In addition to worrying about tickets from patrolling policemen if you run a red light, these days you must also be on the look out for red light cameras posted at intersections. Of course, it's a bad idea to run a red – you put yourself and others at risk. But sometimes, you can be caught up when you were driving through on a yellow and it turns red faster than you expected, or a car in front of you slows down trapping you in the road. In North Carolina, red light camera tickets run $50-$100 but don't add points to your license. If you get one of these citations in the mail, you should pay it promptly. But a new scam is now using these red light cameras to extort money from victims. Here's what you need to know to protect yourself.
How the scam works
This scam showed up in late 2014 and has been spreading ever since. It starts with a phone call from someone saying they're calling from the court or that they're a police officer (or something similar). They tell you that a red light camera caught you, you missed your court date and that there's a warrant out for your arrest. They tell you to pay up big bucks, from a couple hundred up to $1,000, or face immediate arrest and jail time. As with most scams of this type, they demand payment via a money card or cash transfer that is virtually untraceable and unrecoverable once the thieves have your money.

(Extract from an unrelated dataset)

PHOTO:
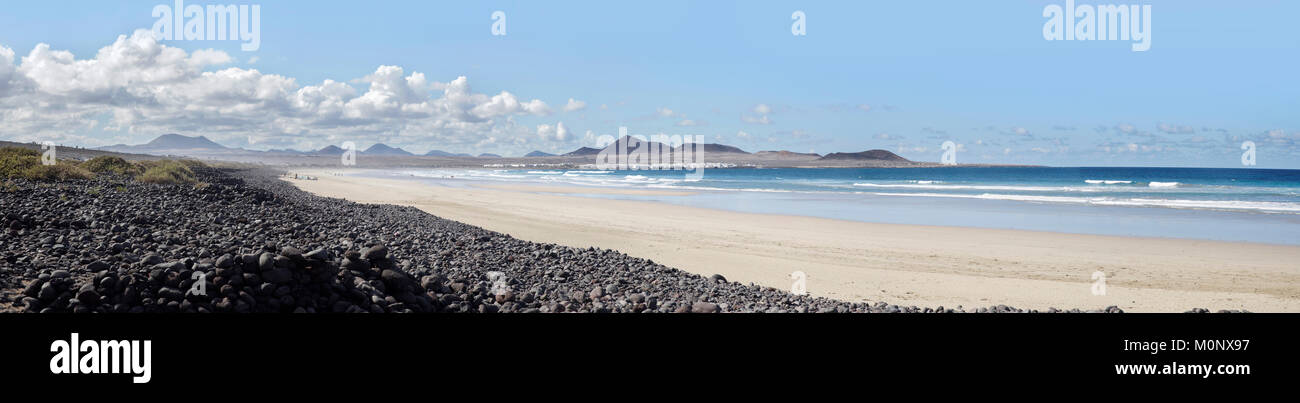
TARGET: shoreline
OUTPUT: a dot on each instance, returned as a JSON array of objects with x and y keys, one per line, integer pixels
[{"x": 863, "y": 261}]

What you must know to protect yourself
First, know that the courts or police will not call you like this. If there were a warrant out for your arrest, you'd find out by a sheriff knocking at your door to serve it. Second, police officers don't make calls demanding cash for citations. Third, the court system does not ever demand payment in the form of Green Dot cards, Money Pak or Western Union. Courts typically only accept cash or a cashier's check for fines, but some courts now accept credit cards. Last, you usually have to pay online through the court's website or in person – not over the phone in response to threats.

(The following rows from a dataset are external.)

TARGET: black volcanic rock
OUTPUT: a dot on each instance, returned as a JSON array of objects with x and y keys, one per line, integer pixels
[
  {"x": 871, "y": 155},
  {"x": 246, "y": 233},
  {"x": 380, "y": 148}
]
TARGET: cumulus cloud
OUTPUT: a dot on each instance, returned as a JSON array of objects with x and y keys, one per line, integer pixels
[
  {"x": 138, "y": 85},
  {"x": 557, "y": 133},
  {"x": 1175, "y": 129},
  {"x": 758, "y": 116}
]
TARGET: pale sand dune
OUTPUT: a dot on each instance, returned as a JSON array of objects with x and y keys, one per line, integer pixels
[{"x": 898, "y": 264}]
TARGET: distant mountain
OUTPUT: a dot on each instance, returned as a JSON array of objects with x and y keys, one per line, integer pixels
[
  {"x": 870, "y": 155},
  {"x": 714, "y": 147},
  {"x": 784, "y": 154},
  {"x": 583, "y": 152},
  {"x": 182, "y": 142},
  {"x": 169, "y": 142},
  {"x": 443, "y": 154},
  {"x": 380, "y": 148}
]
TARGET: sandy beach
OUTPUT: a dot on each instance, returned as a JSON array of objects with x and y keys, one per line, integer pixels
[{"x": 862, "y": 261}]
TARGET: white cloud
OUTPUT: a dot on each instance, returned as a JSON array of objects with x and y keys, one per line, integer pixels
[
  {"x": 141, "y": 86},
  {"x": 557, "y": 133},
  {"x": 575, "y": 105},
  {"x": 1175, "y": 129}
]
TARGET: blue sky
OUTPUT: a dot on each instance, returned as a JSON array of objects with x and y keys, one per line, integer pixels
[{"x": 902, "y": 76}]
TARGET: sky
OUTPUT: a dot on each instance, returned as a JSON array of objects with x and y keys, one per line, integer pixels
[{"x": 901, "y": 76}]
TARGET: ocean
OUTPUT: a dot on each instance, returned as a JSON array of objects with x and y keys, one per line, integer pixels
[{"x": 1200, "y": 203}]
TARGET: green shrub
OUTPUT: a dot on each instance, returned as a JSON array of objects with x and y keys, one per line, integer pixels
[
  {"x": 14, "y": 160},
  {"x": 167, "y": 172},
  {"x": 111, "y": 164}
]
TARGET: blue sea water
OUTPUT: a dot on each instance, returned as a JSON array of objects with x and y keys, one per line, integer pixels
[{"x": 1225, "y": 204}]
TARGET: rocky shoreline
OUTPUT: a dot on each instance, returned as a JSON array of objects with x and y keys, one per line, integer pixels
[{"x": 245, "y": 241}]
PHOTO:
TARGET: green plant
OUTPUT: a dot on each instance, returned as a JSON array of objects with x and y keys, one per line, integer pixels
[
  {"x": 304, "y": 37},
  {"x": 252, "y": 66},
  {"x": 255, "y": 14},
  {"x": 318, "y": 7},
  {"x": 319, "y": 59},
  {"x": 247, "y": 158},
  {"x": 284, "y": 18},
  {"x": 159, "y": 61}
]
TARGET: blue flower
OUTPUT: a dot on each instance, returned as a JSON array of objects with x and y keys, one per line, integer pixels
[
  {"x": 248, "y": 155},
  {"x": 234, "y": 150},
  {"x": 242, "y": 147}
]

What to do if you get a red light camera scam call
The best thing to do is to hang up immediately. You don't need to engage in a conversation. The longer you stay on the line with them, the more likely the fraudster will get information to use to scam you or that they'll be able to scare you into complying with their demands. Don't confirm your name, your address or anything about yourself. Also, don't panic. Just hang up. If they call back, tell them you're calling the police to report them and hang up again. Don't answer any subsequent calls. Instead, check your caller ID (or on a home line, dial *69 to hear the last number that called) and write down their number. Then contact the North Carolina Department of Justice to report the fraud.